Pastor Andrew Brunson pens heartbreaking message to wife after meeting with prosecutor in Turkey

American pastor Andrew Brunson, who has been wrongfully jailed in Turkey for 16 months now, has written a heartbreaking message to his wife after a formal meeting with the prosecutor.

(REUTERS / Murad Sezer)Newly built Yavuz Sultan Selim bridge, the third bridge over the Bosphorus linking the city's European and Asian sides, is pictured during the opening ceremony in Istanbul, Turkey, August 26, 2016.

Pastor Brunson and his Turkish attorney met with the prosecutor in the country last week for the first time since he was detained 16 months ago. In a letter to his wife written after the formal meeting, the American pastor poured out his heart and his feeling of hopelessness over the lack of development and access to his case file, the American Center for Law and Justice detailed.

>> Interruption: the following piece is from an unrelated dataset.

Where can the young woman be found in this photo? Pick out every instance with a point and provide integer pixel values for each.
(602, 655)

"I am very discouraged. Please have prayer for me," Pastor Brunson said in his letter to his wife. "I love you – can't handle the thought of growing old in this place, without you."

As of now, the appeal against Pastor Brunson's wrongful imprisonment offers little hope of a positive result even though it is still pending. What sinks that hope even further is the fact that he can be jailed for a maximum of seven years in Turkey even if no formal charges were to be implemented.

In light of his situation, the ACLJ is asking Christians to pray for Pastor Brunson, his family, and his release. The organization has already elevated his case to Congress, the White House, and the United Nations, and has vowed to continue fighting for his freedom.

Last month, a document was written and signed by 24 members of the Council of Europe who criticized Turkey for the wrongful detention of Pastor Brunson. The declaration also slammed Turkish President Recep Tayyip Erdogan for treating the American missionary as a "bargaining chip" to repatriate the suspected mastermind in a failed coup attempt from the U.S., World Net Daily reported.

In addition, the document noted the "inhumane" living conditions of the American missionary in jail and the lack of evidence to establish that he had indeed committed a crime. The ACLJ hailed the ministers' move and said the latter's support formed a critical step in its fight for Pastor Brunson's release.